Is there a simplistic way to extract numbers from a string following certain rules?

Your rules are rather complex, so you can try to build finite state machine (FSM, DFA -Deterministic finite automaton).

Every char causes transition between states.

For example, when you are in state "integer started" and meet space char, you yield integer value and FSM goes into state " anything wanted".

If you are in state "integer started" and meet '.', FSM goes into state "float or integer list started" and so on.


The answer is quite close, but there are several basic errors. To give you some hints (without writing your code for you): Within the while loop you MUST ALWAYS increment (the increment should not be where it is otherwise you get an infinite loop) and you MUST check that you have not reached the end of the string (otherwise you get an exception) and finally your while loop should not be dependant on CH1, because that never changes (again resulting in an infinite loop). But my best advice here is trace through you code with the debugger - that is what it is there for. Then your mistakes would become obvious.


You have got answers and comments that suggest using a state machine, and I support that fully. From the code you show in Edit1, I see that you still did not implement a state machine.

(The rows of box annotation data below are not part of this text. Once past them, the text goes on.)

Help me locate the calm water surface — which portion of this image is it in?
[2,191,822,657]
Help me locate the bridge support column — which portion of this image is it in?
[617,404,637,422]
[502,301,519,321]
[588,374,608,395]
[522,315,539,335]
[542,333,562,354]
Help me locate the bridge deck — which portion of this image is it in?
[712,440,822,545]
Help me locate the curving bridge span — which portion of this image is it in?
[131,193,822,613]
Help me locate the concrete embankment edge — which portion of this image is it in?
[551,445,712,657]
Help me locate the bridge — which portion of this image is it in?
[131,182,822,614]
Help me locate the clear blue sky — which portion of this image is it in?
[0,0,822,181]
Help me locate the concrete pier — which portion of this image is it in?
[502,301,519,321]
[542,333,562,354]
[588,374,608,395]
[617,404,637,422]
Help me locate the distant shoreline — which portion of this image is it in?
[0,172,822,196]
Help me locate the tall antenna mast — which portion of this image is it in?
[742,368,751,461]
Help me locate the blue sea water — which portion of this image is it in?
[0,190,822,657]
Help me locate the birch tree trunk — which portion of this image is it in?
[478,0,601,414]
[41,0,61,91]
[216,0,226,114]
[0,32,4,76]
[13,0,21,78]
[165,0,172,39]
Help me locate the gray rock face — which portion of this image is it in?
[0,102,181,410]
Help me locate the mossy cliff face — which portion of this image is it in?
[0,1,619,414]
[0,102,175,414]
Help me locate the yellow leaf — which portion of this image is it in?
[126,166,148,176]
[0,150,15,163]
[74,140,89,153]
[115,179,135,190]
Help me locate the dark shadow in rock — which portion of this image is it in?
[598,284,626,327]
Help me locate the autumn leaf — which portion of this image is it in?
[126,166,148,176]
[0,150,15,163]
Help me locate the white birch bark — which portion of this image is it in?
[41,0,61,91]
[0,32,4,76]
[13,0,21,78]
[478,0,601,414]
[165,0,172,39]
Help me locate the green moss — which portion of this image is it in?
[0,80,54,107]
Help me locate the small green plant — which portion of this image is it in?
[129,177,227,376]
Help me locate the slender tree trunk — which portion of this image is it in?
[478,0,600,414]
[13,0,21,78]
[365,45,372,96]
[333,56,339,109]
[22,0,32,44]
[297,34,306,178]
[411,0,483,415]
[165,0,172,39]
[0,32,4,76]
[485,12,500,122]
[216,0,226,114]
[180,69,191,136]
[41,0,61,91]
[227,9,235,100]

From the comments I guess you don't know how to do that, so to push you in that direction here's one approach:

Define the states you need to work with:

type
  TReadState = (ReadingIdle, ReadingText, ReadingInt, ReadingFloat);
  // ReadingIdle, initial state or if no other state applies
  // ReadingText, needed to deal with strings that includes digits (P7..)
  // ReadingInt, state that collects the characters that form an integer
  // ReadingFloat, state that collects characters that form a float

Then define the skeleton of your statemachine. To keep it as easy as possible I chose to use a straight forward procedural approach, with one main procedure and four subprocedures, one for each state.

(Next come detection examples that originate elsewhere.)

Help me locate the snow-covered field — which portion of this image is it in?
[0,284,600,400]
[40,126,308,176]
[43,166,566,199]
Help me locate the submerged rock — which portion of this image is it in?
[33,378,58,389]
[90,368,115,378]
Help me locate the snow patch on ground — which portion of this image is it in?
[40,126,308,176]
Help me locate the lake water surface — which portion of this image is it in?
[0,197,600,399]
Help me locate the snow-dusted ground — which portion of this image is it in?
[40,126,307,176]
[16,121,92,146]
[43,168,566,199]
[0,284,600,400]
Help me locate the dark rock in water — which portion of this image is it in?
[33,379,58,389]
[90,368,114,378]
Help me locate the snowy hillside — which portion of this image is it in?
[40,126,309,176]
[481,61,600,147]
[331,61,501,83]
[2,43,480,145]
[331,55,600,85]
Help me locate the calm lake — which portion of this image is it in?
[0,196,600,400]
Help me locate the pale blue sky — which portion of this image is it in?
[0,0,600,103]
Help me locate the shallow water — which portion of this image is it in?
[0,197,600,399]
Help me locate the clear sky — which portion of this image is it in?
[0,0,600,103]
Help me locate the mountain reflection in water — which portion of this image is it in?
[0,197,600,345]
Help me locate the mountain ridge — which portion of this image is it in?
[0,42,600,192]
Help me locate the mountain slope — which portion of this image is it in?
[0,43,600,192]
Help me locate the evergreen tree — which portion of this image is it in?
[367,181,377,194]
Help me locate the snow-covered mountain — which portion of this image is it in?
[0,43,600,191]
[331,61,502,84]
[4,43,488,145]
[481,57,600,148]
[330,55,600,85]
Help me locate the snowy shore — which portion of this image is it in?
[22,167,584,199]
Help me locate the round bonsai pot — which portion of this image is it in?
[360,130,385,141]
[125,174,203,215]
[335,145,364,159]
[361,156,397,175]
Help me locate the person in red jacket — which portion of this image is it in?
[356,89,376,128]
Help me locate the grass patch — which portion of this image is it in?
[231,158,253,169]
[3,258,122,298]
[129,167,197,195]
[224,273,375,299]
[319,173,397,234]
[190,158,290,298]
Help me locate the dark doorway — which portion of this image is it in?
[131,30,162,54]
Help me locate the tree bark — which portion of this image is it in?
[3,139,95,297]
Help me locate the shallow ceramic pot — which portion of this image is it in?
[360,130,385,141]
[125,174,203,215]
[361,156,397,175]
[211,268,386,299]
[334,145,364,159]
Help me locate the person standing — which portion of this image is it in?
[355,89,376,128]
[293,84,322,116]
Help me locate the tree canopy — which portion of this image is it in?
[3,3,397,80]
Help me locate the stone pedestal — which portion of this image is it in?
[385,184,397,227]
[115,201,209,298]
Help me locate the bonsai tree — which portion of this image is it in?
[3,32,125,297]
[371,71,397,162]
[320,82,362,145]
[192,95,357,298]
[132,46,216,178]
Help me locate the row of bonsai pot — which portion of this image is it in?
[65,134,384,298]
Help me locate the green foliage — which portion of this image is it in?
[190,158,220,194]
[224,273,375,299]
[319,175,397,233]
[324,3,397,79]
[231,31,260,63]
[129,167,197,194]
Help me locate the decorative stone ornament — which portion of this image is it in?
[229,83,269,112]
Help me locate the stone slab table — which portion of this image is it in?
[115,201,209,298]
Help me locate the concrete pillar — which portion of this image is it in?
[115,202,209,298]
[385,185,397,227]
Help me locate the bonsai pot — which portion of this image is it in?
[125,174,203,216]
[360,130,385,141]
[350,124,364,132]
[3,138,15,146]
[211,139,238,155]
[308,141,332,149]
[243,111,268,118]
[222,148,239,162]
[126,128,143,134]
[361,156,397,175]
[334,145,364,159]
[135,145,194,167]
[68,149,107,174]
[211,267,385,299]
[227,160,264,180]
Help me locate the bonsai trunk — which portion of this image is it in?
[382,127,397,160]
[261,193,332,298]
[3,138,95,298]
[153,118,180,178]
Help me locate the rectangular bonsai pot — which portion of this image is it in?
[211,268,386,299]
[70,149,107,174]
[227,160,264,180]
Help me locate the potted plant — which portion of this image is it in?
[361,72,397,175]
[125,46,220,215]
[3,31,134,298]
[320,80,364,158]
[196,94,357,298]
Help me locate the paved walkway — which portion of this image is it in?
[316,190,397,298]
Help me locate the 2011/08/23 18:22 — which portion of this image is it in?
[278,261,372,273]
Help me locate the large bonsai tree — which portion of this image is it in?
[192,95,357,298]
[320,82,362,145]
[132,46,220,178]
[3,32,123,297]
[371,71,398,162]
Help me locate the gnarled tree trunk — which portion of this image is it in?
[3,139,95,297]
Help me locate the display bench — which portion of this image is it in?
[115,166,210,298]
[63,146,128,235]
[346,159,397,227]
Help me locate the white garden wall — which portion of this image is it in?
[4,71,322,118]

procedure ParseString(const s: string; strings: TStrings);
var
  ix: integer;
  ch: Char;
  len: integer;
  str,           // to collect characters which form a value
  res: string;   // holds a final value if not empty
  State: TReadState;

  // subprocedures, one for each state
  procedure DoReadingIdle(ch: char; var str, res: string);
  procedure DoReadingText(ch: char; var str, res: string);
  procedure DoReadingInt(ch: char; var str, res: string);
  procedure DoReadingFloat(ch: char; var str, res: string);

begin
  State := ReadingIdle;
  len := Length(s);
  res := '';
  str := '';
  ix := 1;
  repeat
    ch := s[ix];
    case State of
      ReadingIdle:  DoReadingIdle(ch, str, res);
      ReadingText:  DoReadingText(ch, str, res);
      ReadingInt:   DoReadingInt(ch, str, res);
      ReadingFloat: DoReadingFloat(ch, str, res);
    end;
    if res <> '' then
    begin
      strings.Add(res);
      res := '';
    end;
    inc(ix);
  until ix > len;
  // if State is either ReadingInt or ReadingFloat, the input string
  // ended with a digit as final character of an integer, resp. float,
  // and we have a pending value to add to the list
  case State of
    ReadingInt: strings.Add(str + ' (integer)');
    ReadingFloat: strings.Add(str + ' (float)');
  end;
end;

That is the skeleton. The main logic is in the four state procedures.

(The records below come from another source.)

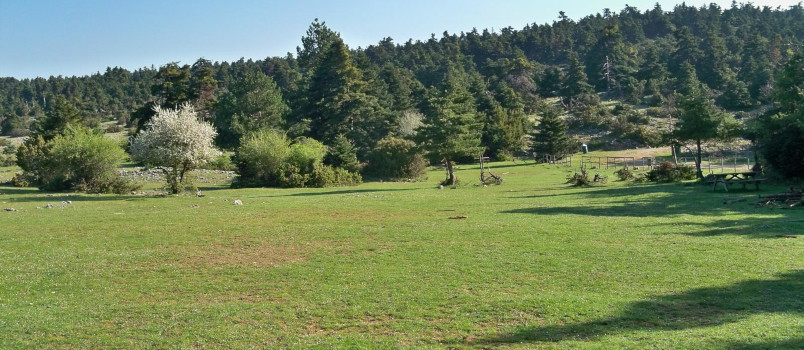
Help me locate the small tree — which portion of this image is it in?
[531,108,571,156]
[756,54,804,178]
[130,104,220,194]
[674,92,734,179]
[17,125,133,193]
[416,71,483,186]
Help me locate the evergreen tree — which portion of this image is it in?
[33,96,84,141]
[586,23,636,92]
[215,73,288,147]
[531,108,571,157]
[306,39,390,154]
[757,53,804,178]
[560,53,597,108]
[416,70,483,185]
[674,80,733,179]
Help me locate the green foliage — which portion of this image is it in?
[215,73,288,147]
[0,139,17,167]
[674,77,735,179]
[324,135,360,173]
[645,161,696,182]
[363,137,427,181]
[33,96,84,141]
[566,169,592,187]
[306,163,363,187]
[614,166,635,181]
[204,153,236,171]
[232,129,362,187]
[755,54,804,178]
[416,70,482,165]
[129,104,220,194]
[531,108,574,157]
[17,127,135,193]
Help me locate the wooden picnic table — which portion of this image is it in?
[707,171,765,192]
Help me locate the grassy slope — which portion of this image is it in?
[0,162,804,349]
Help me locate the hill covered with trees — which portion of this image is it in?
[0,2,804,178]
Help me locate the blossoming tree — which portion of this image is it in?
[130,104,221,194]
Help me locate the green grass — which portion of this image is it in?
[0,162,804,349]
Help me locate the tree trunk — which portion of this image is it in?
[446,159,456,186]
[670,142,678,168]
[695,139,703,180]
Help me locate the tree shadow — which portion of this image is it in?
[250,188,414,198]
[0,187,131,203]
[501,185,804,238]
[478,270,804,349]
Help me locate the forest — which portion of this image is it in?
[0,2,804,186]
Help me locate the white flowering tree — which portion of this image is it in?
[130,104,221,193]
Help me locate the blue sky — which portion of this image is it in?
[0,0,798,78]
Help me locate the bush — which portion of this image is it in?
[232,130,362,187]
[205,154,235,171]
[324,135,360,173]
[363,137,427,181]
[0,139,17,166]
[566,170,592,187]
[614,166,634,181]
[645,161,696,182]
[14,127,136,193]
[309,164,363,187]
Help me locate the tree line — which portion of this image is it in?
[0,2,804,189]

  procedure DoReadingIdle(ch: char; var str, res: string);
  begin
    case ch of
      '0'..'9': begin
        str := ch;
        State := ReadingInt;
      end;
      ' ','.': begin
        str := '';
        // no state change
      end
      else begin
        str := ch;
        State := ReadingText;
      end;
    end;
  end;

  procedure DoReadingText(ch: char; var str, res: string);
  begin
    case ch of
      ' ','.': begin  // terminates ReadingText state
        str := '';
        State := ReadingIdle;
      end
      else begin
        str := str + ch;
        // no state change
      end;
    end;
  end;

  procedure DoReadingInt(ch: char; var str, res: string);
  begin
    case ch of
      '0'..'9': begin
        str := str + ch;
      end;
      '.': begin  // ok, seems we are reading a float
        str := str + ch;
        State := ReadingFloat;  // change state
      end;
      ' ',',': begin // end of int reading, set res
        res := str + ' (integer)';
        str := '';
        State := ReadingIdle;
      end;
    end;
  end;

  procedure DoReadingFloat(ch: char; var str, res: string);
  begin
    case ch of
      '0'..'9': begin
        str := str + ch;
      end;
      ' ','.',',': begin  // end of float reading, set res
        res := str + ' (float)';
        str := '';
        State := ReadingIdle;
      end;
    end;
  end;

The state procedures should be self explaining. But just ask if something is unclear.

Both your test strings result in the values listed as you specified. One of your rules was a little bit ambiguous and my interpretation might be wrong.

numbers cannot be preceeded by a letter

The example you provided is "P7", and in your code you only checked the immediate previous character. But what if it would read "P71"? I interpreted it that "1" should be omitted just as the "7", even though the previous character of "1" is "7". This is the main reason for ReadingText state, which ends only on a space or period.